Re: CSS3 Text: Line-breaking Properties

Jukka K. Korpela wrote:
 > On Sat, 3 May 2003, fantasai wrote:
 >
 >>What I describe as 'strict' could easily be a UA's 'normal' behavior.
 >
 > I have no idea of what you mean by that. The proposed values "strict" and
 > "normal" are distinct, and that's an essential distinction. Are you saying
 > that "normal" could be treated by a UA as the same as "strict"?

That's what I said, but I guess it's not exactly true: if 'strict' is
defined to allow line breaks at -all- white space and 'normal' only allows
line breaks where UAX 14 allows them, then 'strict' text can break at
some white-space points where 'normal' can't.

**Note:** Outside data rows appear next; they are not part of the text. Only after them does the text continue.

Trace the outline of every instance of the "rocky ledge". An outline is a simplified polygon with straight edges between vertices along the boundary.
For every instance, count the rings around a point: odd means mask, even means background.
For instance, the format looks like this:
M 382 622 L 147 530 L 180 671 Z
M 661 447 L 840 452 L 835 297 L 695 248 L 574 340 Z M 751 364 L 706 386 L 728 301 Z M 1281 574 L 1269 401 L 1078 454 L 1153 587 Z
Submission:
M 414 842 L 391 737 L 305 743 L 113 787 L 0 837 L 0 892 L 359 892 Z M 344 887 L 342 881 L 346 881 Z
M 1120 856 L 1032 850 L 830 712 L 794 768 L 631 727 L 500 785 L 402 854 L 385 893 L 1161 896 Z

 >>'normal', however, allows the UA more freedom to define its algorithm,
 >
 > Any value allows considerable freedom in the actual layout algorithms,
 > since the value only specifies _permitted_ line breaking points.

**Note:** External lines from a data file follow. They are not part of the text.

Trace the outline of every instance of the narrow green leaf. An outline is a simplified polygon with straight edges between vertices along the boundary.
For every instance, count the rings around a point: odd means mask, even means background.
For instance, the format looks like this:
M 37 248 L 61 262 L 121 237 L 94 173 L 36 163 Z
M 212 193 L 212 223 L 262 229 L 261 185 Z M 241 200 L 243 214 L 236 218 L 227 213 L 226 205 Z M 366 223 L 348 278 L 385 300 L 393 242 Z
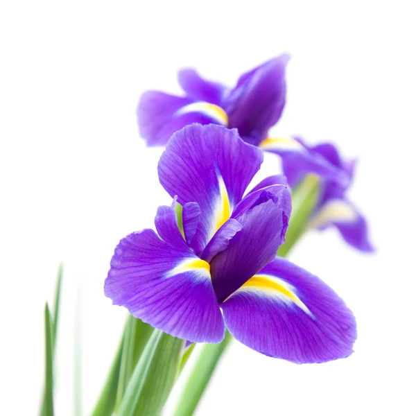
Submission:
M 75 416 L 80 416 L 83 407 L 83 302 L 80 286 L 78 286 L 77 289 L 75 304 L 75 329 L 73 337 L 73 404 Z
M 52 345 L 53 346 L 53 351 L 55 351 L 55 346 L 56 345 L 56 338 L 58 334 L 58 322 L 59 320 L 59 306 L 60 303 L 60 293 L 61 293 L 61 284 L 62 281 L 62 271 L 63 266 L 61 263 L 59 265 L 58 270 L 58 277 L 56 279 L 56 288 L 55 291 L 55 302 L 54 302 L 54 312 L 53 312 L 53 327 L 52 331 Z
M 117 386 L 119 384 L 119 376 L 120 374 L 120 367 L 121 365 L 121 351 L 123 348 L 123 337 L 114 358 L 111 370 L 107 377 L 105 384 L 100 398 L 92 412 L 92 416 L 111 416 L 113 414 L 116 406 L 116 397 L 117 395 Z
M 193 351 L 196 345 L 196 344 L 191 344 L 191 345 L 189 345 L 189 347 L 187 348 L 187 350 L 184 353 L 182 361 L 180 362 L 180 366 L 179 367 L 180 372 L 182 372 L 182 370 L 184 369 L 184 367 L 188 362 L 188 360 L 189 359 L 189 357 L 191 356 L 191 354 L 192 354 L 192 352 Z
M 45 304 L 45 391 L 42 413 L 53 416 L 53 358 L 52 345 L 52 318 L 48 304 Z
M 137 401 L 135 415 L 160 415 L 179 374 L 184 345 L 183 340 L 162 333 Z
M 182 235 L 182 237 L 185 238 L 185 234 L 184 233 L 184 223 L 182 218 L 182 206 L 180 204 L 176 203 L 175 207 L 175 211 L 176 211 L 176 220 L 177 221 L 177 227 L 179 227 L 179 231 L 180 231 L 180 234 Z
M 286 243 L 279 248 L 277 252 L 279 256 L 282 257 L 287 256 L 295 243 L 303 235 L 308 220 L 316 206 L 318 194 L 319 178 L 313 175 L 306 176 L 293 191 L 292 214 L 286 234 Z M 198 357 L 195 367 L 187 381 L 174 416 L 191 416 L 193 414 L 232 338 L 229 333 L 227 331 L 224 340 L 220 344 L 204 345 L 200 355 Z
M 116 409 L 118 409 L 133 370 L 154 329 L 141 320 L 129 315 L 124 330 Z
M 319 178 L 308 175 L 292 193 L 292 214 L 286 234 L 286 242 L 277 250 L 277 255 L 285 257 L 306 230 L 308 220 L 318 201 Z
M 119 376 L 119 385 L 116 398 L 116 408 L 119 408 L 125 388 L 128 384 L 132 372 L 133 370 L 133 354 L 135 346 L 135 335 L 136 325 L 135 318 L 129 315 L 125 324 L 124 336 L 123 337 L 123 347 L 121 349 L 121 362 L 120 365 L 120 374 Z
M 155 330 L 140 356 L 120 404 L 118 412 L 119 416 L 133 416 L 135 414 L 136 407 L 162 334 L 162 331 Z
M 144 323 L 142 320 L 134 318 L 135 329 L 135 344 L 133 348 L 133 363 L 132 365 L 132 371 L 136 367 L 136 364 L 149 340 L 155 329 L 150 327 L 148 324 Z M 131 373 L 130 374 L 131 376 Z M 129 376 L 129 379 L 130 379 Z
M 191 416 L 232 336 L 227 331 L 219 344 L 205 344 L 188 379 L 174 416 Z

'normal' allows break points prohibited by 'strict', so the UA may
consider more line breaking opportunities as valid than it can in
'strict'. (But it doesn't have to.)

 >>as long as it keeps within the limits set by UAX 14.
 >
 > This raises a question of quality. If we take the extremistic point that
 > the line breaking properties really specify line breaking opportunities
 > only, then a browser that presents any paragraph as a single line would
 > conform.

Yes. But, you see, that's unlikely to happen because people prefer to
have their paragraphs wrapped.

 > On the other hand one might say that any line that exceeds the
 > available width _must_ be broken by the UA if there is a line breaking
 > opportunity inside it - though the UA could still make its own decision on
 > _where_ to break it. I'll skip fine tuning here...
 >
 > This implies that if a value is defined by a reference to UAX 14, then
 > implementations _must_ use _any_ UAX 14 line breaking opportunity at least
 > in the situation where that is the only way to deal with a particular line
 > that would otherwise exceed a limit.

Since I don't accept this argument's base assumption, I don't
agree with your conclusion.

 >>As a simplistic example, let as define an algorithm which only allows
 >>breaks at spaces and after hyphens.
 >
 > I don't see the relevance of describing a particular algorithm here.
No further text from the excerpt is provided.